Please note that the borough level data should be interpreted with caution, Covid-19 had a significant impact on data collection and the caveats for the data can be found below.

Activity Levels Amongst Children and Young People in Oldham

The Chief Medical Officer (CMO) recommends that all children and young people achieve 60 minutes of physical activity a day, in Oldham half of young people achieve this. Concerningly, three in ten do not even achieve 30 minutes of physical activity every day, however, this is below both the National and Greater Manchester (GM) average for less active.

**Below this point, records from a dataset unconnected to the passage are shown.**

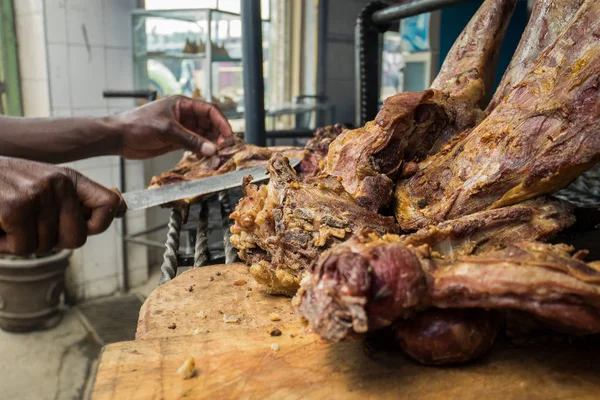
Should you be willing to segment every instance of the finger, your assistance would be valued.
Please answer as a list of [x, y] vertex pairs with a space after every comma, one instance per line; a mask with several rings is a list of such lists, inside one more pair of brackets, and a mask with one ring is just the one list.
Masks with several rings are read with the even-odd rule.
[[60, 249], [77, 249], [87, 241], [86, 218], [71, 179], [54, 185], [58, 199], [58, 244]]
[[229, 121], [225, 118], [225, 115], [215, 105], [205, 103], [208, 107], [207, 117], [212, 125], [213, 132], [218, 133], [219, 136], [231, 136], [233, 131]]
[[58, 239], [59, 206], [56, 203], [54, 190], [47, 190], [39, 199], [39, 214], [37, 218], [37, 254], [51, 251]]
[[[29, 255], [37, 247], [35, 202], [31, 199], [14, 198], [16, 188], [6, 188], [0, 202], [0, 253]], [[13, 190], [10, 190], [13, 189]], [[8, 192], [8, 195], [4, 197]], [[12, 201], [11, 201], [11, 197]]]
[[217, 146], [214, 143], [184, 128], [179, 123], [173, 125], [165, 140], [202, 156], [212, 156], [217, 152]]
[[6, 232], [0, 232], [0, 254], [10, 254], [10, 246], [8, 245], [8, 236]]
[[120, 197], [112, 190], [83, 175], [77, 174], [74, 182], [79, 201], [91, 211], [91, 216], [87, 220], [87, 234], [96, 235], [104, 232], [117, 215]]
[[[233, 131], [229, 121], [217, 106], [200, 100], [190, 100], [189, 108], [186, 110], [196, 118], [196, 126], [202, 129], [217, 132], [217, 136], [231, 136]], [[183, 104], [185, 106], [185, 104]]]
[[33, 254], [37, 247], [33, 218], [23, 218], [11, 232], [6, 232], [6, 252], [20, 256]]
[[0, 253], [10, 253], [8, 245], [8, 236], [6, 231], [9, 230], [9, 224], [6, 220], [11, 215], [10, 207], [4, 202], [0, 202]]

Borough comparisons of less active

The proportion of children moving (achieving an average of at least 30 minutes physical activity a day) in Oldham has seen a significant increase (+14.6%) since the Active Lives Children and Young People Survey launched in 2017/18. Whilst we have no data from last year to compare to we know that at a national level Covid-19 had a significant impact on activity levels and has particularly affected those from urban areas and areas of high deprivation, both of which are prevalent in Oldham.

Children and Young People in Oldham

The levels of physical activity in Oldham are important because:

  • One in four (23.0%) children leave primary school overweight or obese, we know that physical activity has a role to play in these figures and this was highlighted by the Chief Medical Officer with active travel and physical activity being highlighted as approaches to tackle childhood obesity.
  • Two in five (39.9%) children are classified as living in poverty in Oldham (after housing costs) according to End Child Poverty. The Active Lives Survey shows us that those young people from less affluent households are more likely to be less active. 

Data Caveats

  1. Some of the data has been suppressed because they have less than 150 responses in total or only 1-2 responding schools in the Local Authority meaning the data is insufficiently reliable
  2. Whilst there may be a change compared to baseline (2017/18) or last years release (2018/19) the reliability and validity of assessing change is affected by the fact that certain school phases or terms may be missing within the data.

Activity levels differ by term, and so where you are not comparing like for like the result will be different due to the profile, not solely through a genuine change – if there is a genuine change this will be hard to unpick. In the case of large changes you might assume the scale is exaggerated but the direction is likely, with smaller changes we would recommend not relying on these. The same applies with school phases.